Whats impressive to me is I can hear what sounds like an audience, the shuffle of feet and the snap of a ringpull but I dont hear any yapping. Which is how it should be. This might sound like an odd thing to say about a live album but this is really one to listen to on headphones (unless you happen to have a high quality P.A. system at home) so you can absorb all the details and ambience.

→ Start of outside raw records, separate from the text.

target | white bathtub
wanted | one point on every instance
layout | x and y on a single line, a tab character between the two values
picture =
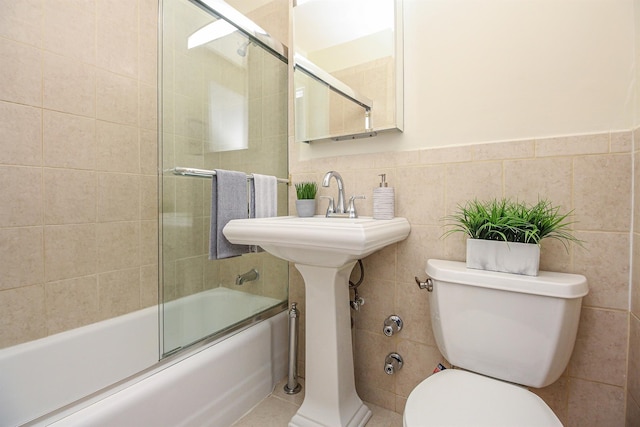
213	384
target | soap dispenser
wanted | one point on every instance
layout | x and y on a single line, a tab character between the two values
383	200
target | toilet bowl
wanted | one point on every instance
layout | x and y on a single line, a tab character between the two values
455	397
505	332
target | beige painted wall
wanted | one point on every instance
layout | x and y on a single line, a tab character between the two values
516	99
590	174
484	71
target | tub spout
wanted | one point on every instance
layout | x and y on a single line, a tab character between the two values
249	276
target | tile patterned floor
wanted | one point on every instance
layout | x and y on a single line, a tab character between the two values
277	409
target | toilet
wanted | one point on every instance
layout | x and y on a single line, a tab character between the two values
503	332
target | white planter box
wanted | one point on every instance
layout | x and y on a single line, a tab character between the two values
509	257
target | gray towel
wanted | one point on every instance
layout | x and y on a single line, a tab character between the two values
228	201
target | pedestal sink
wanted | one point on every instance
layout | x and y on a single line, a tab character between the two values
324	250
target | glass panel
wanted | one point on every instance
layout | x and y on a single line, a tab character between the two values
224	102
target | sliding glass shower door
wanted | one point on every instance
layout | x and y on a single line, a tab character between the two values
224	106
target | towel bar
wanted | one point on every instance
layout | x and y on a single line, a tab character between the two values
208	174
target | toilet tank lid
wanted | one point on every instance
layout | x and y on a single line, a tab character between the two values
546	283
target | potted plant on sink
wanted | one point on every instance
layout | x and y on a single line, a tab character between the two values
306	194
504	235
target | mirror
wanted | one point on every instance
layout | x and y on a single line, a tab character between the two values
347	68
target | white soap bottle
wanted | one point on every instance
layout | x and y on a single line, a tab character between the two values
383	200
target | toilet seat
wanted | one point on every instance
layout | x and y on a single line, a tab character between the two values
460	398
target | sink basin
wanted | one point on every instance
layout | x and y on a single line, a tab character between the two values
318	241
324	250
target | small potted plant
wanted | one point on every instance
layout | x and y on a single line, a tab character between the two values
306	194
504	235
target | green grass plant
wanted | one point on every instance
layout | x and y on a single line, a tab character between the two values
306	190
511	221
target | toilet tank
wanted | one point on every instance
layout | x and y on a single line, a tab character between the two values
516	328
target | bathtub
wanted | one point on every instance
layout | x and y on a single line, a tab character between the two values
53	381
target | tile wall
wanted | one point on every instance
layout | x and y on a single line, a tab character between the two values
590	174
78	209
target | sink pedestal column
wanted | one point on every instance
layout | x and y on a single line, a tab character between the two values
330	392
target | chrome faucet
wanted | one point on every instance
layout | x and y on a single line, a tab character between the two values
339	209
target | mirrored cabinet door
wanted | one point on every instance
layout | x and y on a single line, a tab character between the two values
347	68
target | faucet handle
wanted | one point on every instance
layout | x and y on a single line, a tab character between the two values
330	208
351	210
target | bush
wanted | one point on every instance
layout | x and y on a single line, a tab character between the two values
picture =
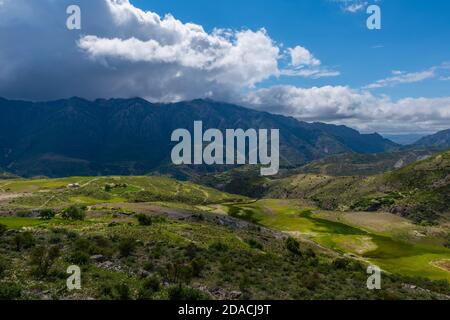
79	258
10	291
47	214
152	284
23	240
74	213
184	293
144	220
3	229
219	247
43	259
197	267
3	267
341	263
127	246
293	246
123	291
179	272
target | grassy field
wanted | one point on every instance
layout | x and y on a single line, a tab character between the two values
391	242
159	238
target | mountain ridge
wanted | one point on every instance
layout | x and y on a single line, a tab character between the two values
132	136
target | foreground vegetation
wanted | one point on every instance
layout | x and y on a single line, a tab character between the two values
157	238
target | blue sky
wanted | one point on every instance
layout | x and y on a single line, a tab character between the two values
314	60
415	36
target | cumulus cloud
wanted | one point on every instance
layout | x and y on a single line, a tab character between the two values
352	6
304	64
357	108
302	57
123	51
400	77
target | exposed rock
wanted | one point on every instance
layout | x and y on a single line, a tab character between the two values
98	258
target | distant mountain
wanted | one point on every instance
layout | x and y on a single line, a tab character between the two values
419	191
353	164
404	139
132	136
438	140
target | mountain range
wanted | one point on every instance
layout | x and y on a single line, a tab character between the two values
438	140
132	136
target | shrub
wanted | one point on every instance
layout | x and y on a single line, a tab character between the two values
3	266
293	246
47	214
123	291
23	240
218	247
74	213
144	220
10	291
197	267
179	272
3	229
152	284
341	263
184	293
255	244
43	258
127	246
79	258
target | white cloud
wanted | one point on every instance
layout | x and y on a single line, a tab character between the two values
399	77
357	108
123	51
304	64
352	6
302	57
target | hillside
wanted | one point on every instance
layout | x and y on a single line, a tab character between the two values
157	238
419	191
350	164
438	140
132	137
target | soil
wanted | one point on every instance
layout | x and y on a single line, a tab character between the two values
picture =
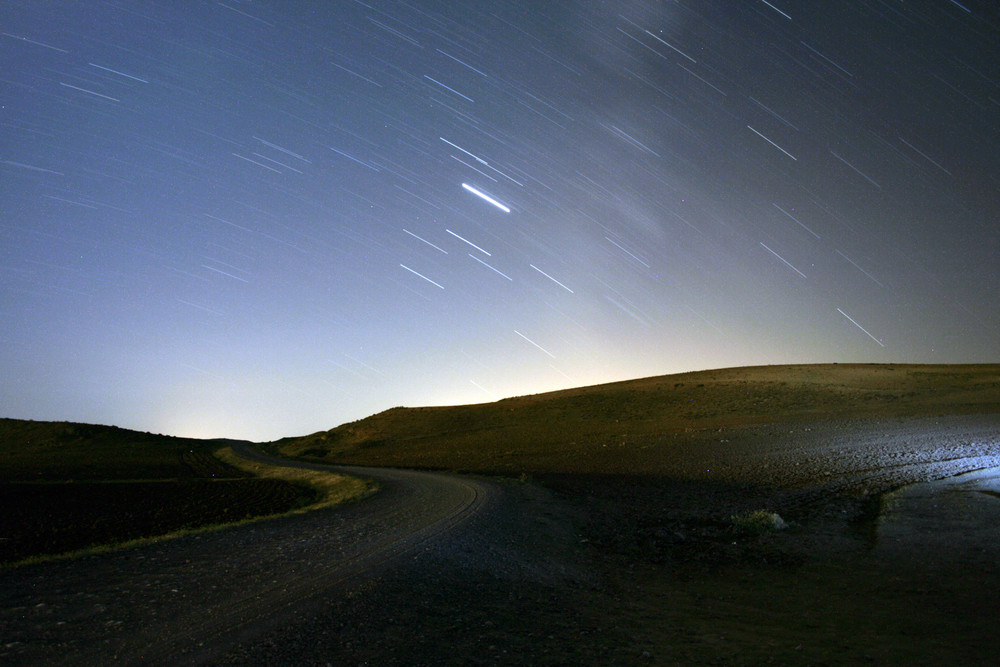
890	556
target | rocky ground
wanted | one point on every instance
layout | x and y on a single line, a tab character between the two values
890	556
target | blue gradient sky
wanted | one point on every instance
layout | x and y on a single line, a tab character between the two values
248	219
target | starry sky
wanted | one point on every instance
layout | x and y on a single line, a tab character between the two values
264	219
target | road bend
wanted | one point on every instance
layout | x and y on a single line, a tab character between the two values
190	599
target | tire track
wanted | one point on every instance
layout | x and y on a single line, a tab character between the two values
189	600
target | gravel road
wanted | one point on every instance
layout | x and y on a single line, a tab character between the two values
437	569
188	599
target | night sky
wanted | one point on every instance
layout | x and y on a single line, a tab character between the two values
264	219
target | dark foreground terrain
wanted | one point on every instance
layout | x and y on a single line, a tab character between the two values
888	549
68	487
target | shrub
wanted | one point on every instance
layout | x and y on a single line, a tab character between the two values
757	522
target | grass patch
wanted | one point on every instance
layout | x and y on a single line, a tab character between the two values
332	488
757	522
58	520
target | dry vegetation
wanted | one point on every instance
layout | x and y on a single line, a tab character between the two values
331	488
68	488
636	426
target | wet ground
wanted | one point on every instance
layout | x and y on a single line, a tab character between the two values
890	556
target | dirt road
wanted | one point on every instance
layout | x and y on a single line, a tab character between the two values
579	569
185	600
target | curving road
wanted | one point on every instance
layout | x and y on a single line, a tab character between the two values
189	600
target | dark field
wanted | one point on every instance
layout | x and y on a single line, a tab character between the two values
65	487
53	518
619	534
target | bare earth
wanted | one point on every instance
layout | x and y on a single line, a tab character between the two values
892	556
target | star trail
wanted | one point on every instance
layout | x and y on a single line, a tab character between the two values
263	219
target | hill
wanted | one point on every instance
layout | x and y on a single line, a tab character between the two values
66	487
631	426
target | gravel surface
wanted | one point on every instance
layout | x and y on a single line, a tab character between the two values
437	569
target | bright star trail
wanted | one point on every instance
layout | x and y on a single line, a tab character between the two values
264	219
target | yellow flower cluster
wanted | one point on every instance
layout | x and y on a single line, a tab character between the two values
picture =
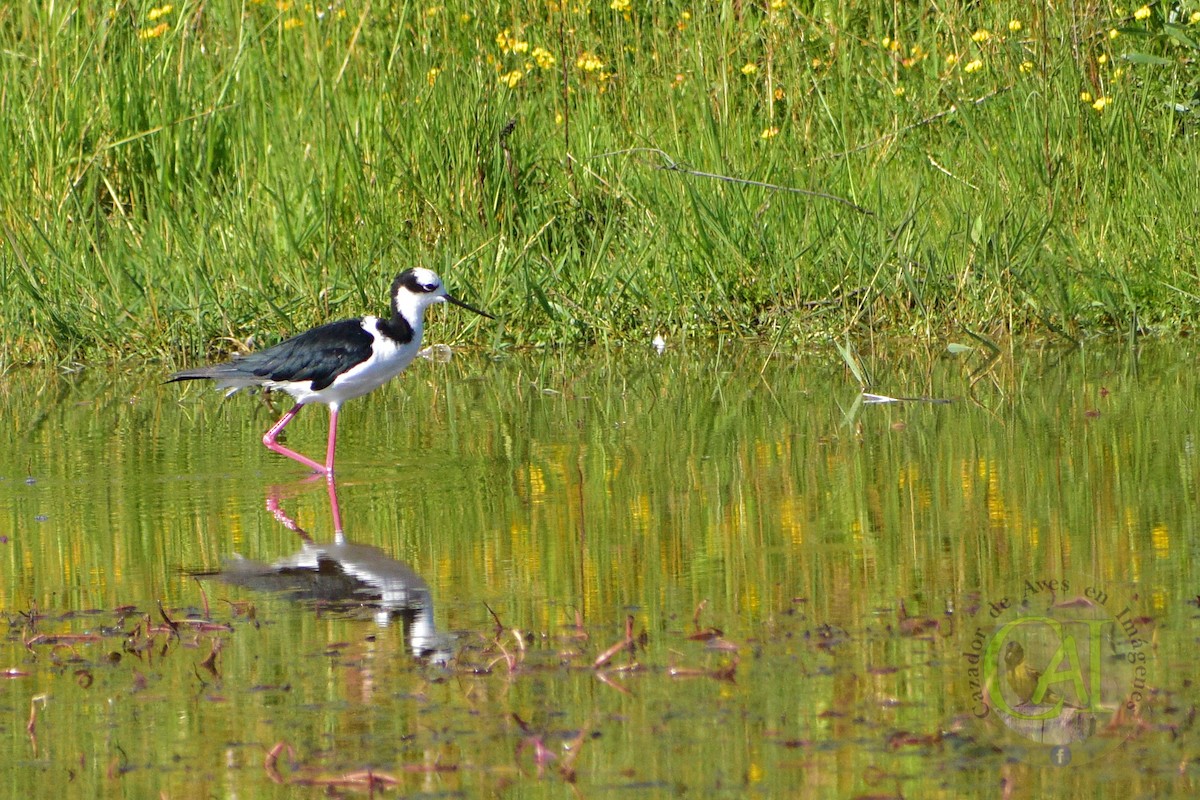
588	62
544	58
509	43
154	32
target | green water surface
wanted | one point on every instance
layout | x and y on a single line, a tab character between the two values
759	524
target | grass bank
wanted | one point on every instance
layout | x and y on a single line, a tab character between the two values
184	178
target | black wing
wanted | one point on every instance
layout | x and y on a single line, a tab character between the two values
318	355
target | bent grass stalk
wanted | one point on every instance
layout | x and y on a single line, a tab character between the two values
191	175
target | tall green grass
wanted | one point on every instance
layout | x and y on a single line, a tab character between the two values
191	178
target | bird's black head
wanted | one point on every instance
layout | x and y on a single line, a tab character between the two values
418	281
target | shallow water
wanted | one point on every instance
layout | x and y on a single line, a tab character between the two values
804	575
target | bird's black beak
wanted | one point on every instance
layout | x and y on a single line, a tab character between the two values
462	305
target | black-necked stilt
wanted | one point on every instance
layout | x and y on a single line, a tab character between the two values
337	361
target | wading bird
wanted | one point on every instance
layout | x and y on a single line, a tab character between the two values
337	361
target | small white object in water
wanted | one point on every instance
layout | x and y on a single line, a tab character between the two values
437	353
880	398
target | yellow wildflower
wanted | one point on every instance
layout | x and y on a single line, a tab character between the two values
544	58
588	62
154	32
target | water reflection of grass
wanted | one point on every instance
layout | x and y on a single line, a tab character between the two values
189	172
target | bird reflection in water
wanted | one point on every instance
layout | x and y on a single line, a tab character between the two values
346	577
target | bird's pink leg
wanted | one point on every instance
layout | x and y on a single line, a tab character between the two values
333	441
269	440
335	509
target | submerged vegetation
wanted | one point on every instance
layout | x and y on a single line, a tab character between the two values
186	178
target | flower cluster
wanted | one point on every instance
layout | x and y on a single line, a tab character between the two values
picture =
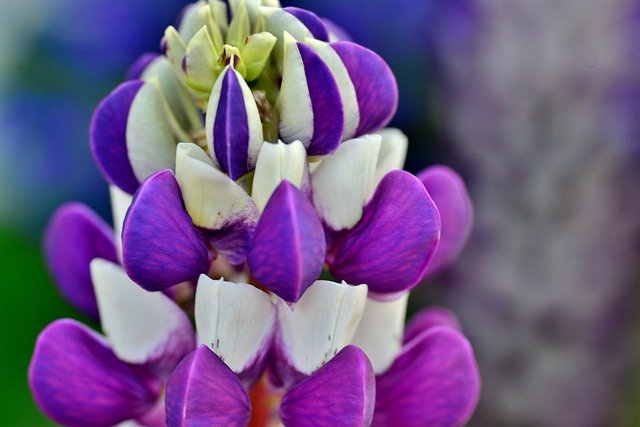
256	191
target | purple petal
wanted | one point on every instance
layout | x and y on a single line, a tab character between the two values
391	246
311	104
160	246
289	244
77	380
203	391
137	68
434	382
376	86
456	214
108	136
341	393
311	21
231	128
430	318
76	235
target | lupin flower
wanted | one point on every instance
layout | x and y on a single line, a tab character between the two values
253	149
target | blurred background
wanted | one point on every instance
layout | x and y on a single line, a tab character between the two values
536	104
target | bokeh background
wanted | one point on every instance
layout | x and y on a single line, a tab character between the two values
536	104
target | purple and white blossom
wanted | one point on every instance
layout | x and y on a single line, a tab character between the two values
252	162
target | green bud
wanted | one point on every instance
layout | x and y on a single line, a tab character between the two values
200	62
240	26
256	52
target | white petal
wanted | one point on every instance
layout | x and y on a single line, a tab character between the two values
296	114
211	198
120	202
343	183
380	331
253	117
393	152
277	21
235	320
323	322
345	85
150	140
276	163
141	325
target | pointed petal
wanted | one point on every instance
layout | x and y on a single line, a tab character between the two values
288	249
161	248
120	202
75	235
456	214
391	246
322	322
203	391
435	381
393	152
216	203
345	85
339	205
108	136
310	104
276	163
233	126
151	144
143	327
137	68
237	322
277	21
430	318
311	21
375	85
77	380
379	333
341	393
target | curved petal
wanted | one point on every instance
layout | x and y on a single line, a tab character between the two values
143	327
435	381
289	246
322	322
77	380
216	203
341	393
108	136
376	86
203	391
430	318
456	214
233	126
160	246
277	162
345	85
237	322
339	205
391	246
311	21
310	103
393	152
379	333
76	235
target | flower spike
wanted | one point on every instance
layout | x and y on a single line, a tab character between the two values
289	246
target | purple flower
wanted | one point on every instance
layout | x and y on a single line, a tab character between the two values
255	152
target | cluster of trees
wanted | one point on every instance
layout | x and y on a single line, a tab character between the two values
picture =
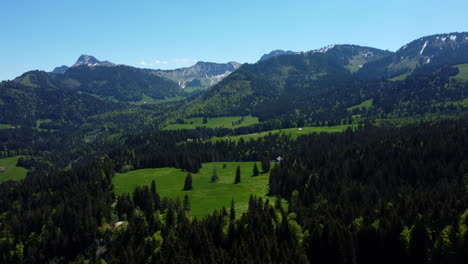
386	195
381	195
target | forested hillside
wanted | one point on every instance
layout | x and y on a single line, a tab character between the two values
373	195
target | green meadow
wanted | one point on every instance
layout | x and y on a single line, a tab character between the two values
399	77
6	126
462	74
365	104
293	132
14	173
215	122
205	196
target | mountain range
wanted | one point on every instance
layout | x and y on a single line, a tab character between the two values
202	74
316	85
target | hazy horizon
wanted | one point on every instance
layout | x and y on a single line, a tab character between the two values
162	35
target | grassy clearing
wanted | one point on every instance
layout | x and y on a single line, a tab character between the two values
215	122
6	126
205	196
26	81
14	173
293	132
399	77
148	100
365	104
462	74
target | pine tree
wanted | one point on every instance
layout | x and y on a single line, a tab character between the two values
186	203
232	214
255	170
237	180
188	182
215	177
265	165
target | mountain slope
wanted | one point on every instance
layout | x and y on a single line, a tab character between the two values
263	87
426	52
22	104
120	82
202	74
276	53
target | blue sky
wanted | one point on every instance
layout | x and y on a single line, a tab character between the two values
176	33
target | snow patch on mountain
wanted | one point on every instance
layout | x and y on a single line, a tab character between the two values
324	49
424	47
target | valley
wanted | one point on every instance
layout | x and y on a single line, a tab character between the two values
205	196
341	154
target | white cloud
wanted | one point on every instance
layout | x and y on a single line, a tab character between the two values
184	61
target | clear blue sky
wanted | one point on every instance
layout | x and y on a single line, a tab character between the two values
175	33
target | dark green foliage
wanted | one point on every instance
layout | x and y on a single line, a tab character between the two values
186	204
24	105
188	182
215	176
255	170
237	179
122	82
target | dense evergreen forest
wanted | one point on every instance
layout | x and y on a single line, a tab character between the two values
376	194
391	188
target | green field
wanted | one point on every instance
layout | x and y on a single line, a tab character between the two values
6	126
205	196
365	104
145	99
293	132
14	173
399	77
214	122
462	74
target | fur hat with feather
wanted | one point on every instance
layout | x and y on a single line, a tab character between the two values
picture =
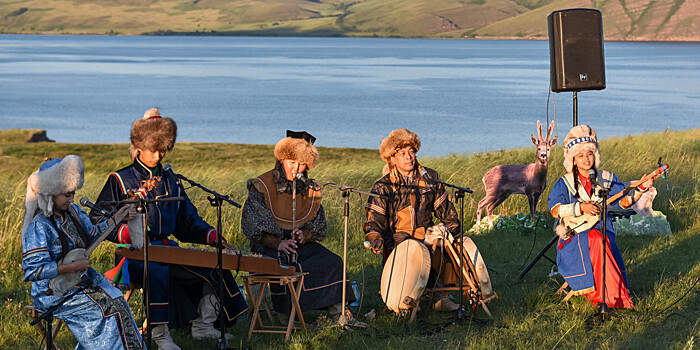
298	146
396	140
55	176
152	133
581	138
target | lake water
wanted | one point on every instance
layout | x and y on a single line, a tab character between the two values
458	95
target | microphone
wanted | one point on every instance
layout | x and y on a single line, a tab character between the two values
427	177
86	203
302	178
169	169
592	176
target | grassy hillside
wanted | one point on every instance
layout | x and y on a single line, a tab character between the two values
623	19
527	315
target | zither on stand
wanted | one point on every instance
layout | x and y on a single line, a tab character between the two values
142	208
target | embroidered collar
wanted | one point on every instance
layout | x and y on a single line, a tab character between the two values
146	171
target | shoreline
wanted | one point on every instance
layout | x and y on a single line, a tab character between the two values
301	35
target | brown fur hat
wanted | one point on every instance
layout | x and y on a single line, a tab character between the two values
55	176
299	147
152	133
397	139
581	138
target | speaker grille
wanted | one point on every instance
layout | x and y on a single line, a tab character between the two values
576	50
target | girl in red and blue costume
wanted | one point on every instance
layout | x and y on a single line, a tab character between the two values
580	256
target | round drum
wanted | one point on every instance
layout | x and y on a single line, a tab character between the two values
481	272
405	276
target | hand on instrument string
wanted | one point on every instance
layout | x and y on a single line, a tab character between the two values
376	246
298	236
647	184
590	208
287	246
228	246
127	208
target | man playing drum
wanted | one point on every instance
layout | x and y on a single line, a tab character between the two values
408	215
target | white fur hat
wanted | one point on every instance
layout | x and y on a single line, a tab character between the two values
581	138
54	177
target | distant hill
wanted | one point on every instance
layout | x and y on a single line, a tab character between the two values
650	20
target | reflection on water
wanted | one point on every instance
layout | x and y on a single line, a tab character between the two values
459	95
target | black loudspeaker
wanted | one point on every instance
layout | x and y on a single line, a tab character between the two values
576	50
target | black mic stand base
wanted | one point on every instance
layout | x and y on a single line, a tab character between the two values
461	313
603	312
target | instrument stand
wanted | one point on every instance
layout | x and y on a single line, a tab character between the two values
346	318
142	208
603	309
461	313
216	200
542	254
47	316
555	238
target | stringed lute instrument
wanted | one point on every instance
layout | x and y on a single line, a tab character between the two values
578	224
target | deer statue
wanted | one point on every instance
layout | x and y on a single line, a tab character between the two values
529	179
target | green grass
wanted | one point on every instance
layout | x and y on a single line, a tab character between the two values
527	314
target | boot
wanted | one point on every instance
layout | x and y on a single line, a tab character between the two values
203	326
161	335
335	311
445	304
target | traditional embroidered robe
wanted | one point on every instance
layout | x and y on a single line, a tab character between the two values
267	214
175	290
99	317
574	255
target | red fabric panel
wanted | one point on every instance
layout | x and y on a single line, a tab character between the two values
615	287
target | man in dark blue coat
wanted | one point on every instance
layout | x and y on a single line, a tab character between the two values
178	294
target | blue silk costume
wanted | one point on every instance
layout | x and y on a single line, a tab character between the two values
573	258
173	298
99	317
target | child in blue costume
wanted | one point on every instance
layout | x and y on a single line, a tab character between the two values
99	316
579	256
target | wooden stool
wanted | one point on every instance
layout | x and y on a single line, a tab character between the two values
56	327
293	282
562	289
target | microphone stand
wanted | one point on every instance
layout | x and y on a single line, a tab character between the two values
603	308
47	316
346	190
459	195
216	200
142	208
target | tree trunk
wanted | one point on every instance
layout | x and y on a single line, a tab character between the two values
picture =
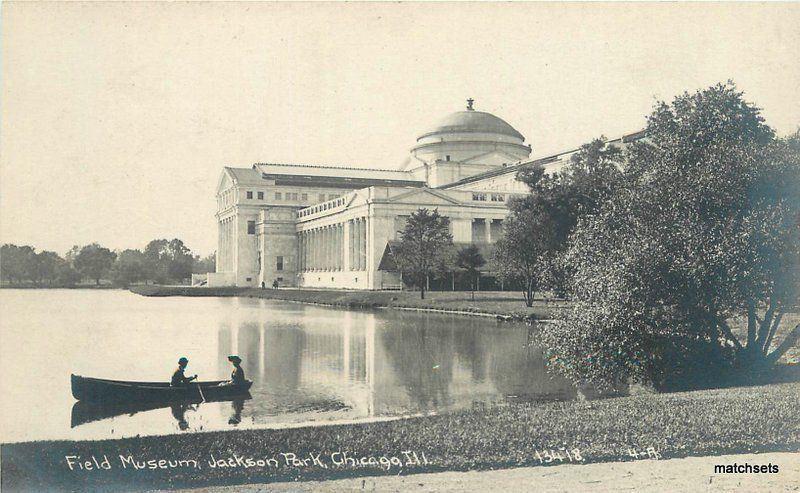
785	345
529	294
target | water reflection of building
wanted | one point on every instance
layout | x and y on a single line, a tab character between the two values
368	364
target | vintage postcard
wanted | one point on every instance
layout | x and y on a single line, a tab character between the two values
328	246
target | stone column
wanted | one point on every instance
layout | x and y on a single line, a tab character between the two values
340	247
357	241
362	251
312	250
327	248
347	245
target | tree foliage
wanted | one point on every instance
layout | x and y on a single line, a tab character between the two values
542	221
423	247
130	268
703	231
470	260
94	261
168	260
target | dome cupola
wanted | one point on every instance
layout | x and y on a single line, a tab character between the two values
466	143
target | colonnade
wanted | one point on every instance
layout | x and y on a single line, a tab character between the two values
336	247
226	244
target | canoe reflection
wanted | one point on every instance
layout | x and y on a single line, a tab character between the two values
84	412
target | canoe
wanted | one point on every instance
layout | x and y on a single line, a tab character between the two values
86	411
109	391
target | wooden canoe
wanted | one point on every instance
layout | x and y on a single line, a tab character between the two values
86	411
110	391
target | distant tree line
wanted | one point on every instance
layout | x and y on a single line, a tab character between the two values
162	261
680	254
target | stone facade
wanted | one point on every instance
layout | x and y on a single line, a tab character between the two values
323	226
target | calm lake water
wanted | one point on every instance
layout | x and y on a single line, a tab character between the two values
309	364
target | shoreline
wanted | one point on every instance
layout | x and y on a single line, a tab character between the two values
624	429
502	306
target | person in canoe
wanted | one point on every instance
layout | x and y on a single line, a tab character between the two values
178	378
237	376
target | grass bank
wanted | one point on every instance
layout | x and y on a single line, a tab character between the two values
711	422
501	304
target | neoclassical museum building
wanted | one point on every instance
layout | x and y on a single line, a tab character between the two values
326	226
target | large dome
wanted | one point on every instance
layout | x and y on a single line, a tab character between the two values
471	121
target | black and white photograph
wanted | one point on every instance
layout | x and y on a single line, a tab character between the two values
399	246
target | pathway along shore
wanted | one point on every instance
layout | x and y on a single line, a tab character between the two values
502	305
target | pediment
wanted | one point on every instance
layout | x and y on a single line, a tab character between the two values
425	196
494	158
225	180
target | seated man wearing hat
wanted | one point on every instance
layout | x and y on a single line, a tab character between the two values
237	377
178	378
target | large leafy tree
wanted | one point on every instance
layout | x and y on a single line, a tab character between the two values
168	260
470	260
543	220
94	261
702	235
44	266
129	268
15	262
527	236
423	248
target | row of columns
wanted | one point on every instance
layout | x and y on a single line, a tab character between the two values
226	244
321	248
336	247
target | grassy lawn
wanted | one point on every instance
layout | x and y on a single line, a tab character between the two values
711	422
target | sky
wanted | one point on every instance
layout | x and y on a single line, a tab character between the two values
117	118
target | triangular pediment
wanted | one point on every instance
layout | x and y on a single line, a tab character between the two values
424	196
225	180
496	157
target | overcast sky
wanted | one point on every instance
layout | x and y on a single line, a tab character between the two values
117	118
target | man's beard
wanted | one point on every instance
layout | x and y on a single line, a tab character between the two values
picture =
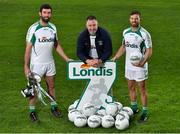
46	20
135	25
92	33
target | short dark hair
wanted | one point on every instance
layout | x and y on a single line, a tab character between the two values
45	6
91	17
135	12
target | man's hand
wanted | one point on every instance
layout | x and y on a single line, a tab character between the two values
69	60
113	59
139	64
27	71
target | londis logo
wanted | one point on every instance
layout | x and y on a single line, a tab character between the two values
44	39
102	71
131	45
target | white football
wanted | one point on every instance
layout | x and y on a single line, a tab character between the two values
111	109
119	105
101	112
122	123
38	78
94	121
135	57
72	114
128	110
107	121
80	120
76	102
71	107
124	113
89	109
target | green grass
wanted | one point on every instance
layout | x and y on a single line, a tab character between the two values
159	17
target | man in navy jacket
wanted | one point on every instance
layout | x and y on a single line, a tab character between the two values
94	45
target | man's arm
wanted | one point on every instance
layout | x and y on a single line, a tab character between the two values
80	49
107	47
146	57
27	58
119	53
60	51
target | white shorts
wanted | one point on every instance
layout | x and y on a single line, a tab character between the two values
136	75
43	69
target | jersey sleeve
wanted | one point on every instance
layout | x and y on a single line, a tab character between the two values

I always thought of Old Million Eye as being such a studio thing but now it’s on the record that this extraordinary sonic alchemy can be caught in the wild and on the strength of this album, I’m putting that on my bucket list.

 

 

review of SANTAKA – NO RIVERS HERE

A beautiful bed of warm bass supports an exploring stream of electronics and jazziness here. Imagine a nocturnal jam between Cluster and late period Talk Talk remixed by Adrian Sherwood as the score for some 70s crime flick. I know that sounds unlikely, nay unbelievable but that is what seems to be wafting from my speakers and enveloping my room. It makes perfect sense that this is a collaboration between two seasoned pros, one from the world of out there jazz and the other from the world of out there club music. A meeting of envelope-pushers you might say and this is neither of those things, but some utterly twisted chimera, spliced from them and gouged into something new.

If you like fresh music that puts you in a similar headstate then this one will take you there. It’s deep, enchanting, unique and exceptional.

Trevor Beales – Fireside Stories

Everyone loves a tale of lost genius that it can be all too seductive when a press release comes along promising such. Add in a dash of Hebden Bridge then wrap it up in the contemporary photographs of Charlie Meecham and the omens were so strong that anything other than a revelation would be a severe disappointment.

Thankfully it delivers on the promise and the vinyl is already on its second pressing before I’d even written my review. You’ve got the intimate ambience of a guy taping his stuff in an attic but then given the modern mastering by Andrew Liles. What he’s done with cassette recordings from the early 70s is nothing short of miraculous.

He really could play that guitar and sing with a full heart but the most surprising part is how his original compositions sound like they’ve stepped out of some classic songbook. You could imagine John Renbourn covering these songs with a cheery aside about “old classics”

Trevor Beales died suddenly at the age of 33 in 1987. Its taken all this time for his music to reach us but it’s found its time and it’s place.

Tokio Ono – Individuals

This is one of those albums that you need for stress emergencies. It’s the first album I’ve heard that’s made me think of 16 bit CD-Rom game soundtracks as it does Tangerine Dream.

There’s a beautiful sense of melody matched to a big, wide sound. The percussion is spacious, and the mood is very special. It’s hard not to imagine myself on an alien beach, having a wonderful time.

What we have here is someone who’s gift for composition is as great as his skill at production. Someone who can paint the walls with his music and make you feel like you’re somewhere else.

Review of Ben LaMar Gay – Certain Reveries

Walking an extraordinary tightrope between free jazz and song, this album us another testimony to the power of duos. Ben is mainly on his cornet, though he does add a little synth and vocals in there too, and matched perfectly to drummer Tommaso Moretti.

It’s a match made with searing chemistry, both artists expressing perfectly together. It hits all my favorite jazz adjectives: questing, nocturnal, spiritual, instinctive, ecstatic, experimental – sometimes simultaneously.

I never heard a cornet sing like this before and damn me if that ain’t the perfect drummer for it to bounce off.

Sweet sounds.

Salvatore Mercatante – Decas

If you like your electronic music big, dark and elegant then this is going to take you away. Think icy but elegaic synths, crisp drums and warmest, deepest bass.

It made me think a little bit of peak Biosphere. That high fidelity sound, the sharp minimalism and intense atmosphere. The rhythm providing more for the composition than the dance floor

There’s something immensely immersive about the sound. I called the music ‘icy’ but at the same time it has a really ‘warm’ analog sound.

If you’re looking for some electronic music with a soul and with a ton of atmosphere then this is it.